Version: 3.10.x

Integrate Azure OpenAI Service

Azure OpenAI Service provides access to OpenAI models through Azure's enterprise infrastructure. This guide shows how to route traffic to Azure OpenAI through API7 Gateway using the ai-proxy plugin.

Prerequisites

Install Docker.
Install cURL to send requests to the services for validation.
Have a running API7 Gateway instance.
Have an Azure account with an Azure OpenAI Service resource deployed.

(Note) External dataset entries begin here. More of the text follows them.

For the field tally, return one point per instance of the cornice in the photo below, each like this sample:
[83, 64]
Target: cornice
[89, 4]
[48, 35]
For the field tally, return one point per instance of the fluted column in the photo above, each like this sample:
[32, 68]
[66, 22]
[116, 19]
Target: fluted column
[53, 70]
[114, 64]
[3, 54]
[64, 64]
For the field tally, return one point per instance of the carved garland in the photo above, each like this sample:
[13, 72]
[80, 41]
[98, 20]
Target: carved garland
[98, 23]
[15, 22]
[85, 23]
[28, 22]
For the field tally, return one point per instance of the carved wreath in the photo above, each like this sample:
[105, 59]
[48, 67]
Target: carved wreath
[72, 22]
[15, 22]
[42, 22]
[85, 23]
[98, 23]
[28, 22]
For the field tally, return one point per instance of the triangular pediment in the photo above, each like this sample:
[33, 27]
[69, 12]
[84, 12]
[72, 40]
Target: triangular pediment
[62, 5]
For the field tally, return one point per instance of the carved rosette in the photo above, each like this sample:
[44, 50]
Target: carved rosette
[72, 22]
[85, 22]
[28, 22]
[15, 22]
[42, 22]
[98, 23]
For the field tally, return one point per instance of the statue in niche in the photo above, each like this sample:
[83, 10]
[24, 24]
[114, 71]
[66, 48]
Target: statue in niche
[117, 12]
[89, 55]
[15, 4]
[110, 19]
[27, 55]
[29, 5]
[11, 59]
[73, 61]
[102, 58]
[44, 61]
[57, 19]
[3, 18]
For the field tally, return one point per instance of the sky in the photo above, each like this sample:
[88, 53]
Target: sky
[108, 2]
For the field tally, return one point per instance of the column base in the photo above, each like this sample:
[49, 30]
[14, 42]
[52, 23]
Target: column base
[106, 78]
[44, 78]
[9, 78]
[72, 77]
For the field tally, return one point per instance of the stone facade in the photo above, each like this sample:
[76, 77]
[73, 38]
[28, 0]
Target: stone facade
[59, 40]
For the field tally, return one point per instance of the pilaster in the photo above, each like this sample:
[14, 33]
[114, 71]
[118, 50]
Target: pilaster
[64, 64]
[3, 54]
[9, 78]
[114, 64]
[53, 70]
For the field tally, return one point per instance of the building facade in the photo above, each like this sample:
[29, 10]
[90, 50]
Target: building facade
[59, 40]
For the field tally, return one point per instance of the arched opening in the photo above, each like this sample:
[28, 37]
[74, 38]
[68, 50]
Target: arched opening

Create a token from the Dashboard and save it to an environment variable:

export API_KEY=your-dashboard-token   # replace with your Dashboard token

Replace {gateway_group_id} with your gateway group ID. Use default if you are following the quickstart.
If you are following the Admin API examples, create or reuse a service in API7 Gateway. If you do not have one yet, follow Create or Reuse a Service, then save its ID to an environment variable:
```
export SERVICE_ID=your-service-id         # replace with your service ID
```

Configure Azure Authentication

Obtain the API key and endpoint from your Azure OpenAI resource. Save the key to an environment variable:

export AZ_OPENAI_API_KEY=your-azure-api-key   # replace with your Azure OpenAI API key

Azure OpenAI uses the api-key header for authentication (not the Authorization header used by OpenAI).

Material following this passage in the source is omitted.